In a post-pandemic world a renewed focus by consumers on the ethics and sustainability of their food is likely, Mrs Herbert said.

“We certainly all enjoyed seeing shelves of beef cleared in the early stages of COVID-19, as consumers flocked to a product they trusted. While some may see this as a sign that sustainability is no longer as prominent as a priority, the experts are pointing to an increased focus on how food is produced and the ethics of food as we move out of the pandemic.

“Without a doubt the operating environment is changing for our industry and has been for some time. That is why in 2017 the industry developed the Australian Beef Sustainability Framework. It’s about building trust and working collaboratively within industry and with our customers and investors.

“Ultimately the framework aims to ensure that Aussie beef is not only recognised for its high quality, but for the care we take in looking after our people, our animals and the natural environment in which we operate,” said Mrs Herbert.

Mrs Herbert will note that there is still work to be done to highlight the benefits of transparency and collaboration to industry.

“I speak to producers and members along the value chain all the time. Sometimes, what I hear is fear of outsiders telling us what to do. But there shouldn’t be. Mostly our industry is doing the right thing, but some evolution is always going to be required, especially given we are selling a consumer product. We need to listen and respond to community priorities in order to remain on plates around the world.

In 2020 there will be an increased focus in industry engagement, including a series of webinars organised by the State Farming Organisations over the coming months and a new industry forum.

“A formalised Industry Consultative Committee Forum will be established allowing us to test approaches to sustainable business practises in partnership with beef business themselves. The focus of this Forum will be directly with the beef businesses community and to build on the ongoing regular engagement we have with agripolitical bodies, as well as major agribusiness,” she said.

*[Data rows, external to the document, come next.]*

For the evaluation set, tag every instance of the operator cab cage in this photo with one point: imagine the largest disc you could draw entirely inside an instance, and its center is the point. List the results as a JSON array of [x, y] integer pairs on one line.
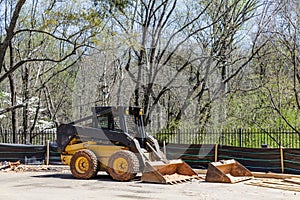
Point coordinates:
[[119, 118], [111, 120]]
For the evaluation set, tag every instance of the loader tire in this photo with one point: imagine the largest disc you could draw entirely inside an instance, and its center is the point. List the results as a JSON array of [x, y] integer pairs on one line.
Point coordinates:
[[84, 164], [123, 165]]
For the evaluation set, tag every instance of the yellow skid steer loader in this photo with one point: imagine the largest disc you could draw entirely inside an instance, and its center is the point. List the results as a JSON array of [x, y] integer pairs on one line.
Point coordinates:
[[113, 139]]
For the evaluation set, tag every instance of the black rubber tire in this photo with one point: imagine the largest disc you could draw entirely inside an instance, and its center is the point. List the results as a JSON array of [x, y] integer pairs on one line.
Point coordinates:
[[123, 165], [84, 164]]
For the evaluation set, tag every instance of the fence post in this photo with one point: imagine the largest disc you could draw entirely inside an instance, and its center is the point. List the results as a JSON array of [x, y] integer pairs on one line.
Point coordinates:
[[216, 152], [281, 159], [48, 152], [240, 136], [178, 136]]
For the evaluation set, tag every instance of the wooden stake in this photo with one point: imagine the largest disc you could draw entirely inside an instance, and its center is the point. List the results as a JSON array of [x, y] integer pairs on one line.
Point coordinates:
[[281, 159], [216, 152], [165, 150], [48, 152]]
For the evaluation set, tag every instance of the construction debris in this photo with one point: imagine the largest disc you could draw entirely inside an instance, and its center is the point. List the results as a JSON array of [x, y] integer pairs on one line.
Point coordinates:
[[9, 166], [227, 171], [290, 185], [18, 167]]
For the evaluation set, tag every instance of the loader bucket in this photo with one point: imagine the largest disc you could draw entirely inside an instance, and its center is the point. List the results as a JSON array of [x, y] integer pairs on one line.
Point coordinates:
[[227, 171], [175, 171]]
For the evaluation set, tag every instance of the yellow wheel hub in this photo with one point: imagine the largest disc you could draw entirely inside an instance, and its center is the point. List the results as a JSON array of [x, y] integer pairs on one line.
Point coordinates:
[[120, 165], [82, 165]]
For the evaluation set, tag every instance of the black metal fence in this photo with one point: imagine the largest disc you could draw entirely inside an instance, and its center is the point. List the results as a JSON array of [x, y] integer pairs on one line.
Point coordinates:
[[251, 138], [37, 137]]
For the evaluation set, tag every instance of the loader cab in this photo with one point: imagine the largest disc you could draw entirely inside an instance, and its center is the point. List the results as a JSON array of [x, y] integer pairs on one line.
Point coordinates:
[[120, 119]]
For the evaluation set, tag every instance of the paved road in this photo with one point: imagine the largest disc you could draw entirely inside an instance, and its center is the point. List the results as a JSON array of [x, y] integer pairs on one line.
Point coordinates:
[[62, 186]]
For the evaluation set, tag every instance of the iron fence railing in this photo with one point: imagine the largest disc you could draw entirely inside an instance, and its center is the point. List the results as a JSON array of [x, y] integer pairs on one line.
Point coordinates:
[[252, 138], [37, 137]]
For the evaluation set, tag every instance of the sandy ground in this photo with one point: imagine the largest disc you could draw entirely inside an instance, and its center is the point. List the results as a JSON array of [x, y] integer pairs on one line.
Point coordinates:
[[59, 184]]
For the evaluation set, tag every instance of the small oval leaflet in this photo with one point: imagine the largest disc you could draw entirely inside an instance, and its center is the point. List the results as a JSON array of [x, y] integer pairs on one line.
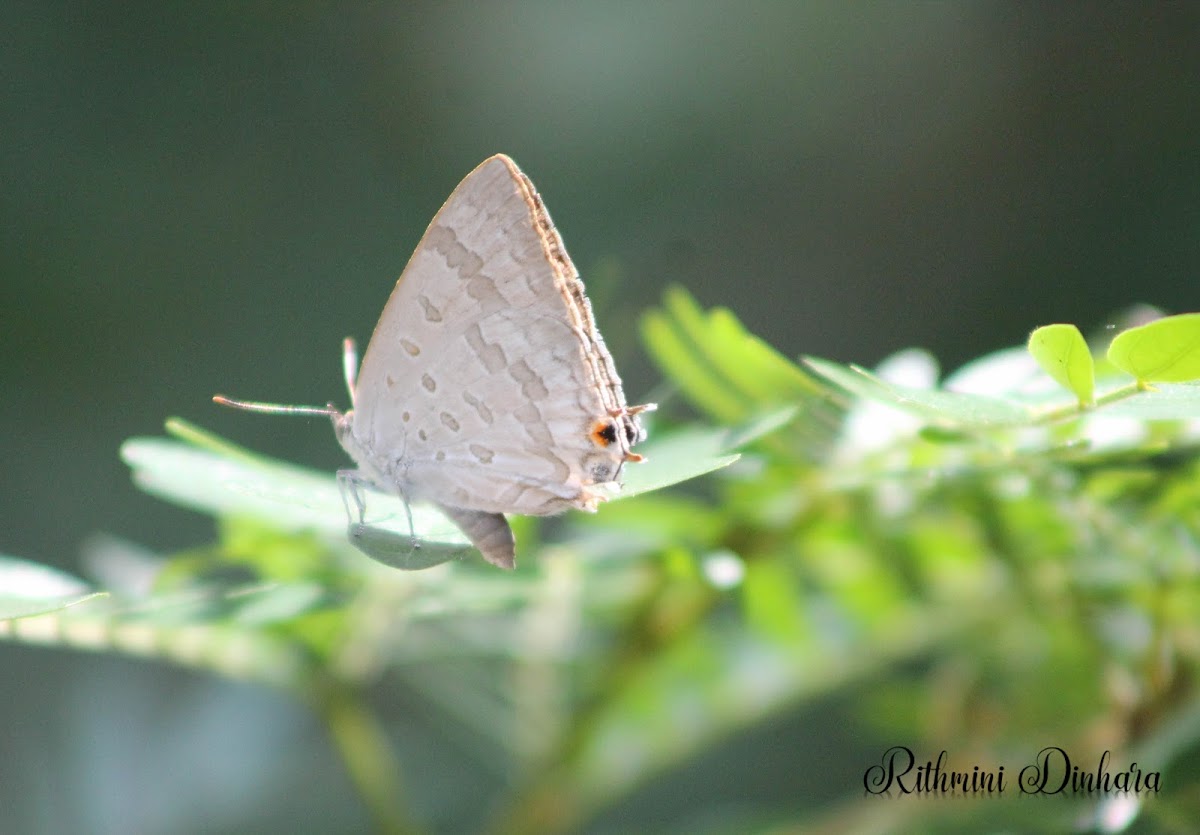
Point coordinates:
[[486, 388]]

‘A growing conversation around food sustainabilty at the moment’: chef

Chef and restaurateur Darren Robertson says he is seeing an increasing interest in better understanding production and the ethics of food.

“There seems to be a growing conversation around food sustainability at the moment. It’s about getting that message across from the farmer to the consumer – so it’s important that we all continue to be transparent and allow people to ask questions and be curious so that they’re interested in being a part of this conversation.

“There’s now a realisation that the beef industry is heading in the right direction,” the Rocker and Three Blue Ducks founder says.

Key points contained in the 2020 Annual Update on behalf of the Sustainability Steering Group include:

  • Properties covered by biosecurity plans increasing from 25% to 90%
  • A further 4.6% reduction in carbon accounts in the last year;
  • Since becoming commercially available three years ago pain relief use has increased from 15% to 21% in the last year;
  • 59% of feedlots voluntarily have developed antimicrobial plans;
  • A formalised Industry Consultative Committee Forum will be established in 2020.
  • It takes 65% less water to produce a kilo of beef than it did in 1981.
  • 2.25% of all land involved in cattle production has been set aside for conservation purposes, and 62.5% of land is actively managed for environmental outcomes on farms that graze cattle.